Despite the market’s setbacks, industry executives are optimistic. The demand for IT services continues on pace, despite areas of weakness.
“We still see strong demand for the kinds of services we provide,” Kelly said. TechTeam focuses on IT infrastructure support, information assurance, managed services and applications services.
Overall, government IT executives say they believe IT services will be a solid market, despite the prospects for near-term turbulence.
In the short run, industry is likely to see some ups and downs, Sheaffer said, but the long-term trend points to the outsourcing of services. The government’s desire to lower costs and boost efficiency, coupled with the demographics of the government workforce, will drive the outsourcing trend, he said.
Even the hardware market, which experts thought would be susceptible to constraints on discretionary spending, appears to be holding its own.

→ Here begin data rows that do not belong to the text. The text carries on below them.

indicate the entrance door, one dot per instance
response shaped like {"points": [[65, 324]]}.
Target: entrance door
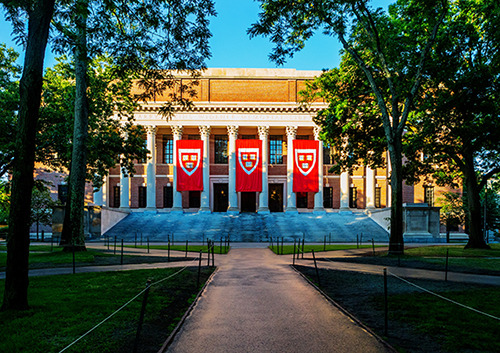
{"points": [[194, 199], [220, 197], [248, 202], [276, 197]]}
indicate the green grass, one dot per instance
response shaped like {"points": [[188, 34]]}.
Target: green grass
{"points": [[288, 249], [191, 248], [65, 307], [418, 321], [453, 251], [59, 258]]}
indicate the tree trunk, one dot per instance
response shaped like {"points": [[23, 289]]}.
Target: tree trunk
{"points": [[80, 132], [396, 242], [30, 89], [476, 239]]}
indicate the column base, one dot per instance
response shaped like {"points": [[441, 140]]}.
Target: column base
{"points": [[345, 210], [263, 210]]}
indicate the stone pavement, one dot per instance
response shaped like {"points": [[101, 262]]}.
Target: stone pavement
{"points": [[257, 303], [248, 227]]}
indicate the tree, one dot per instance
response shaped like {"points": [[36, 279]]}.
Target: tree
{"points": [[452, 212], [38, 15], [391, 51], [153, 38], [9, 105], [42, 205], [457, 124]]}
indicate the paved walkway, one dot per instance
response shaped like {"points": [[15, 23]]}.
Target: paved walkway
{"points": [[256, 303]]}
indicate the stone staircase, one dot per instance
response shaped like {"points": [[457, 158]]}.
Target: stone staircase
{"points": [[248, 227]]}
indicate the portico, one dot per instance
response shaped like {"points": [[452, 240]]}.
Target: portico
{"points": [[236, 104]]}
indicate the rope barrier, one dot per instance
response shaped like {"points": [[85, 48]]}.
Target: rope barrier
{"points": [[122, 307], [444, 298]]}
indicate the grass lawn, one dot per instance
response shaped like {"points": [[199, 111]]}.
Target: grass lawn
{"points": [[288, 249], [65, 307], [193, 248], [434, 258], [418, 322], [59, 258]]}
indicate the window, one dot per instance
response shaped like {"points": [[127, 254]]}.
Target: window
{"points": [[62, 193], [168, 196], [429, 195], [328, 197], [276, 149], [248, 137], [220, 149], [378, 197], [116, 196], [327, 154], [142, 196], [168, 149], [353, 197]]}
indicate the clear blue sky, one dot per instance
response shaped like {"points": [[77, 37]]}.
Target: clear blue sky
{"points": [[231, 45]]}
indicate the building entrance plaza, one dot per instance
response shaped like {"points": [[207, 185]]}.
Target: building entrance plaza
{"points": [[234, 104]]}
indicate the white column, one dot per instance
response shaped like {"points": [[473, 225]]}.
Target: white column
{"points": [[233, 195], [344, 191], [318, 197], [105, 190], [388, 181], [264, 195], [151, 168], [177, 202], [291, 132], [124, 190], [205, 194], [370, 187], [98, 197]]}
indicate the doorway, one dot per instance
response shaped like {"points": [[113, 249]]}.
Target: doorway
{"points": [[248, 201], [194, 199], [220, 197], [276, 197]]}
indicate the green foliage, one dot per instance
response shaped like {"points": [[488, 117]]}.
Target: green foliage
{"points": [[9, 105], [42, 204], [452, 211], [110, 142]]}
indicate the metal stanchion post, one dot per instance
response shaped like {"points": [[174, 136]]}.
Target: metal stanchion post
{"points": [[141, 316]]}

Jennifer Smith, area vice president of sales for Dell’s federal civilian and intelligence segment, said war-related spending pressure is palpable but added that she hasn’t seen any cause for concern.
Whether the fiscal year’s fourth quarter — the traditional peak buying period — will fulfill its reputation remains to be seen. But at this point, the situation is not significantly different from previous years, said John Howard, business development manager at solutions provider CDW Government and a retired Army brigadier general.
IT contractors and industry groups also plan to monitor the fall midterm congressional elections, which could affect future budgets.
“We are anxiously watching the results of the election,” Hodgkins said.
He said a change in House or Senate majorities would have a significant impact on procurement legislation. The views of the ranking minority members of the committees that deal with procurement issues differ from the committee chairs’ opinions, Hodgkins said. A shift in leadership “would be like night and day,” he said.
“The midterm elections will have an impact on the budget as well, and that will be interesting to watch,” Kelly added.
He said Congress has funded the war effort, for the most part, through supplemental funding.
He questioned whether lawmakers’ willingness to continue supplemental appropriations would continue in a Democrat-controlled House.
The potential for additional pressure on the Defense Department budget bears watching, Kelly said.
But on matters of politics and budget, contractors prefer taking the long view.
“I am still very bullish on this market,” DiPentima said, adding that it is unwise to judge the market on a quarter-by-quarter basis because “it doesn’t work that way.”